Wtedy stary kapitan poruszył się po raz pierwszy. Odwrócił głowę i zdołał siorbnąć trochę wody. Gestem kościstej ręki przypomniał zebranym, że trzeba go podnieść z noszy i położyć na pokładzie jego statku. Brashen rzucił się w stronę starca, jak zwykle natychmiast reagując na rozkaz swojego dowódcy. Zanim kucnął przy łożu Vestrita, dostrzegł gniewne spojrzenie Kyle'a.

– Jestem, panie – powiedział cicho i czekał na odzew kapitana. Ephron Vestrit lekko skinął głową sugerując, że rozpoznaje młodego marynarza i pozwala sobie pomóc. Althea nadal klęczała przy ojcu, starając się wsunąć ramiona pod jego chude nogi. Brashen z łatwością podniósł wychudzone ciało starca, które ważyło tyle co nic, a następnie położył je na nagich deskach pokładu. Leżąc na twardym drewnie kapitan nie skrzywił się, wręcz przeciwnie – westchnął z ulgą, jak gdyby nagle przestał odczuwać ból. Następnie rozejrzał się, a kiedy wreszcie jego oczy odnalazły młodszą córkę, pojawił się w nich cień radości.

– Altheo – polecił. – Kołek galionu.

Oczy dziewczyny rozszerzyły się na chwilę z przerażenia, potem rozprostowała ramiona i wstała, aby wykonać polecenie.
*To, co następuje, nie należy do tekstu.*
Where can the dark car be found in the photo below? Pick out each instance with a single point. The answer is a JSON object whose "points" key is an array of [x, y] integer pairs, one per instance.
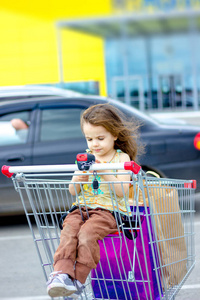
{"points": [[54, 137]]}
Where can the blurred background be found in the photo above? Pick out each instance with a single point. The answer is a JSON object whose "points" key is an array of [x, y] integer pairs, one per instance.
{"points": [[143, 52]]}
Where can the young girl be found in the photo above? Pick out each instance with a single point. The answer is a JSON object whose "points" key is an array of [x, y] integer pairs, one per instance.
{"points": [[111, 139]]}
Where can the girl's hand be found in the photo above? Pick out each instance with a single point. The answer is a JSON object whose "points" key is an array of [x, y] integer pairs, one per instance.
{"points": [[83, 178]]}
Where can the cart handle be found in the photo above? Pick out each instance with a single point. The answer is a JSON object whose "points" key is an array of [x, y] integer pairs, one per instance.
{"points": [[10, 170]]}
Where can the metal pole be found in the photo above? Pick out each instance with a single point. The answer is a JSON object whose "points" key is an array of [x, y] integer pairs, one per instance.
{"points": [[59, 49], [193, 38], [125, 64]]}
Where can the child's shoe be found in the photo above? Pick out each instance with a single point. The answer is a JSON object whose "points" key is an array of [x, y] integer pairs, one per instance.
{"points": [[80, 287], [60, 285]]}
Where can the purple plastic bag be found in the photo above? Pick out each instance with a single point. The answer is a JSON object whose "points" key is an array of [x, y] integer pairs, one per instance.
{"points": [[112, 277]]}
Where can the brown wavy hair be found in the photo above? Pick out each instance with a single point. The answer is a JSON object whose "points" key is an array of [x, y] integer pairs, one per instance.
{"points": [[115, 122]]}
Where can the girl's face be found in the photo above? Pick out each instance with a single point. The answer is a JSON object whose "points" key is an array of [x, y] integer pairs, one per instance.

Zacisnęła wargi, wokół których utworzyły się białe zmarszczki. Brashen chciał odejść. Kapitan Vestrit nie prosiłby o kołek figury dziobowej, gdyby nie czuł, że śmierć jest już bardzo blisko. Ten czas powinien spędzić sam na sam z rodziną. Kiedy jednak młody marynarz się cofał, poczuł, że Ephron Vestrit chwyta go za nadgarstek. Uścisk był zaskakująco mocny. Kapitan przyciągnął go do siebie. Bił od niego intensywny zapach śmierci, ale młodzieniec nie uchylił się. Skłonił tylko głowę, by lepiej słyszeć.